Hurricane Isaac became Tropical Storm Isaac once again Wednesday after making landfall in the southeastern United States, but the while Gulf Coast residents assess the damage from the slow-moving storm, investors are evaluating the impact on stocks across sectors such as energy, insurance and even gaming.
Offshore oil and natural gas production was largely shut down leading up to the storm, according to the Bureau of Safety and Environmental Enforcement, and gasoline prices saw their biggest one-day jump in 18 months, but early reports say the regions refineries were left largely untouched by the hurricane. Insurers and casino operators shouldn’t suffer big hits either.
But Isaac – and others, starting with Joyce and Kirk, that may follow in its wake – may have an unexpected benefit for home improvements stores like Home Depot (HD) and Lowe’s (LOW). Unhappy residents of Louisiana, Florida and other states that tend to bear the brunt of the hurricanes as they land are likely to spend heavily to stock up on everything from plywood with which to cover their windows to batteries for their flashlights. Once the storm has passed, it will be back to the home improvement store again, in search of help to repair storm and water damage.
Home Depot is so aware of both the needs of its customers in hurricane-prone regions and the potential for profits (both immediate and longer-term) in being able to provide what they need when they need it that it keeps a distribution center in Florida stocked with hurricane supplies, ready to be shipped out on a moment’s notice. It also has negotiated access to roads that might otherwise be blocked to “regular” traffic with officials in some states, including Louisiana. For its part, Lowe’s has offered its customers “Hurricane How-To” clinics, teaching them everything from how to install hurricane shutters to how to operate a power generator safely.
Unless September proves to be a particularly nasty month for hurricanes, it isn’t likely that storm season will dramatically alter the fortunes of either company. But along with the improvement in the housing market, it’s another development that could lead to both retailers doing slightly better in the coming months.
Home Depot has already been faring reasonably well, even amidst a more lackluster housing environment. Now that builders are seeing demand for new houses pick up – and now that homebuyers are willing to pay more to acquire a house, after two straight years of lower prices – Home Depot’s ability to provide those builders with whatever they need, from hammers and nails to sheet rock, may well pay off. (And let’s face it, it’s hard to justify shopping online for heavy items that are costly to ship.…) The size of the company’s average ticket – the amount a customer spends in its stores on each visit – jumped 12 percent in its fiscal second quarter, and Home Depot is one of a handful of S&P 500 companies that has boosted its earnings forecast for the coming months.

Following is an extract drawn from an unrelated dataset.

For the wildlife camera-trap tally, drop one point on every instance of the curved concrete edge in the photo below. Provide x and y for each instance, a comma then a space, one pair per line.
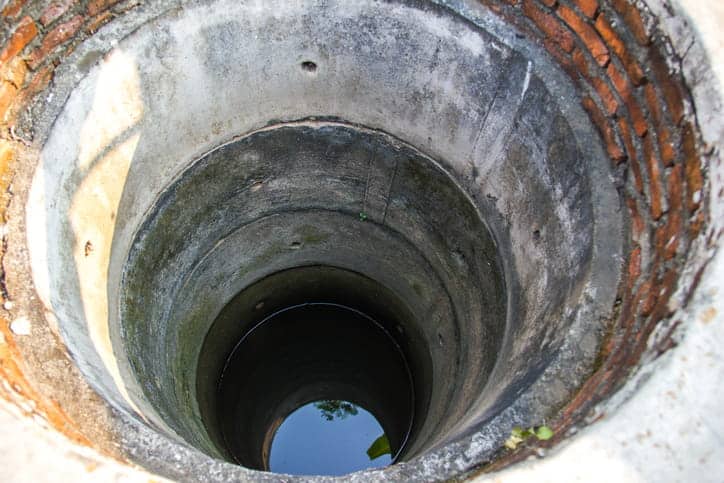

If you don’t like the fact that a lot of the upside potential for Home Depot already is priced into the company’s stock – up more than 70 percent over the last year – consider its chief competitor. Lowe’s is in the midst of a slow and painful turnaround, which has continued to weigh on the company’s financial results – same-store sales growth at Lowe’s has lagged that at Home Depot for the last three years, and the former’s margins are shrinking. Lowe’s also cut its earnings forecast.
But if you believe that the housing market turnaround will be real and lasting, then Lowe’s is the company to think about owning. Its stock trades at 18 times trailing earnings and offers a yield of 2.26 percent, compared to a multiple of 20 times earnings for Home Depot, and a yield of only about 2 percent. (Lowe’s also is buying back its stock – a clear sign that the company’s board believes in its future prospects and isn’t worried about preserving cash for tough times ahead.) Yes, that gap reflects an additional level of risk associated with owning Lowe’s, but there also is greater upside potential. Since the rate of growth in tickets over $900 was a healthy 3.4 percent at Home Depot, Lowe’s may also begin to perform better, given that its product mix tends to tilt more toward costly items like appliances and kitchen cabinets. At the very least, it will be easier for the company to beat earnings expectations than it will be for Home Depot to deliver a big positive surprise on the new, higher forecast.
It’s a gamble that the company’s management is taking the right tack, but absent any signs of fundamental problems, it likely will be Lowe’s that ends up generating the biggest upside from here. Any company making fundamental changes to the way it does business will find itself in turmoil temporarily, but at least as it approaches the end of that process (which management has said will be mid-2013), the odds are that it will be helped along by tailwinds, rather than battling headwinds.